[Haskell-cafe] An interesting paper from Google

Fri Oct 15 17:43:39 EDT 2010

On Fri, Oct 15, 2010 at 09:28:09PM +0100, Andrew Coppin wrote:
>  http://k1024.org/~iusty/papers/icfp10-haskell-reagent.pdf
> 
> I'm sure some of you have seen this already. For those who lack the
> time or inclination to read through the (six) pages of this report,
> here's the summary...

Nice summary, I hope you found the paper interesting!

> We [i.e., the report authors] took a production Python system and
> rewrote bits of it in Haskell, some of which is now in production
> use. We conclude the following:
> 
> - Python lets you just do whatever the hell you want, but Haskell
> demands that you actually have a *plan* before you start churning
> out code and running it. The result is generally cleaner and more
> consistent when you get there.
> 
> - Haskell's much-criticised immutable data is actually an
> *advantage* for backtracking search problems.
> 
> - Haskell wins for thread-safety.
> 
> - ADTs are nicer than exceptions.
> 
> - The parts of Haskell stolen by Python aren't as nice in Python as
> they are in Haskell. [Well, duh.]

I'd say unfortunately, not just duh…

> - We like what GHC provides for profiling.
> 
> - We are dissappointed by what GHC provides for debugging.
> 
> - "String" is too slow. None of the alternatives seem to be widely
> supported. If your library consumes Strings and returns Strings, the
> fact that ByteString exists doesn't help you.
> 
> - Recent changes to GHC broke our code. (Specifically, extensible
> exceptions.) We were quite surprised that such a "stable" and
> "mature" system as GHC would do this to us.
> 
> - Haskell has quite a high barrier to entry. [Again, duh.]
> 
> The paper also contains an interesting section that basically says
> "we tried porting the Python implementing of XYZ into Haskell, but
> there wasn't really any advantage because it's all I/O". In my
> humble opinion, "it's all I/O" is a common beginner's mistake.
> Reading between the lines, it sounds like they wrote the whole thing
> in the IO monad, and then decided it looked just like the existing
> Python code so there wasn't much point in continuing.

Not quite (not all was in the I/O monad).

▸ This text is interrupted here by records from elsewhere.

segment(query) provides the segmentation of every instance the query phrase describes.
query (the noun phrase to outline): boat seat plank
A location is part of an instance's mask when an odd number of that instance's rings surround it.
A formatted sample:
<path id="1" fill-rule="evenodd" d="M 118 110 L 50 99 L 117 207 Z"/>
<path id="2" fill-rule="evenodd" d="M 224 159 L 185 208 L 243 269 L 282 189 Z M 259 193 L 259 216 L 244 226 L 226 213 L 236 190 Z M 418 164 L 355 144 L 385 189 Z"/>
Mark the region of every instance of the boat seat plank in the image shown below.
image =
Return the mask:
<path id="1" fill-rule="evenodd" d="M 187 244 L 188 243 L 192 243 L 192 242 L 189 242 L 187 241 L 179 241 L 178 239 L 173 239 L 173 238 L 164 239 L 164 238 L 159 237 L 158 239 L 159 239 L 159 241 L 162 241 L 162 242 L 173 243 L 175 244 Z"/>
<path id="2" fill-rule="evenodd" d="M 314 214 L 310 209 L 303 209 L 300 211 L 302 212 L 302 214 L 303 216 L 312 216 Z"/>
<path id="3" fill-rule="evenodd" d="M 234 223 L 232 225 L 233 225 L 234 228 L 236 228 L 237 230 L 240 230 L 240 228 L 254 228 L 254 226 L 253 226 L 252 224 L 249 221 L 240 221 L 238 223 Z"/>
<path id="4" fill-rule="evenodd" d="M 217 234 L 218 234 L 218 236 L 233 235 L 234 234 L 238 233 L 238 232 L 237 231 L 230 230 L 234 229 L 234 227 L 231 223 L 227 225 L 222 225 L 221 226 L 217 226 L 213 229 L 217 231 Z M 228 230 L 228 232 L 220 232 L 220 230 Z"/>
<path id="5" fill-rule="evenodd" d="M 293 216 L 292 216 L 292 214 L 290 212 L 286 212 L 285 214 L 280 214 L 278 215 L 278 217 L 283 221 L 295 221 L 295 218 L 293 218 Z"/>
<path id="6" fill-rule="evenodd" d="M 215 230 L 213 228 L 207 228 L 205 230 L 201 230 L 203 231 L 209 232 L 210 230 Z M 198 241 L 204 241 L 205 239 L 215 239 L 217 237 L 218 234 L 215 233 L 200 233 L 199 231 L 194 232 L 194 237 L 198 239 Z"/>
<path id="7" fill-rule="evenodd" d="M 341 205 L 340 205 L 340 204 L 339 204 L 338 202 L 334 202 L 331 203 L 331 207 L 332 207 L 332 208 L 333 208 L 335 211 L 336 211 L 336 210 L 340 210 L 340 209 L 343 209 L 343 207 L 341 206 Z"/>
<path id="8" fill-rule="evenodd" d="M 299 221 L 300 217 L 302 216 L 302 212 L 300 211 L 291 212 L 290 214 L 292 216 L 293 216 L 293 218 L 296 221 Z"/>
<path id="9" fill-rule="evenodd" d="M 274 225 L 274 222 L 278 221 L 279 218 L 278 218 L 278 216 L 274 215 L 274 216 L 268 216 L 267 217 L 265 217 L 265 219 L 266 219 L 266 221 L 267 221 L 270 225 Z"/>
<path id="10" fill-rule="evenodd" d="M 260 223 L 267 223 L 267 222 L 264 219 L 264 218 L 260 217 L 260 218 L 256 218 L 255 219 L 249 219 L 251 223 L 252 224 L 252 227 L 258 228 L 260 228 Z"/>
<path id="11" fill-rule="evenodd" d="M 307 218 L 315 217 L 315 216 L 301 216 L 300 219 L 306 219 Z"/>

It doesn't make sense to
rewrite 40K of lines from language A into language B just for fun. But
the advantages were not as strong as for the balancing algorithms to
justify any potential conversion. They were strong, just not strong
enough.

> I guess it's
> one of the bad habits that imperative programmers get into. With a
> little more experience, you eventually figure out that you can limit
> the stuff actually in the IO monad to a surprisingly small section,
> and so almost everything else in pure code, no matter how much the
> problem looks like it's "all I/O". But anyway, I'm only guessing
> from what I can actually see with my own eyes in the report itself.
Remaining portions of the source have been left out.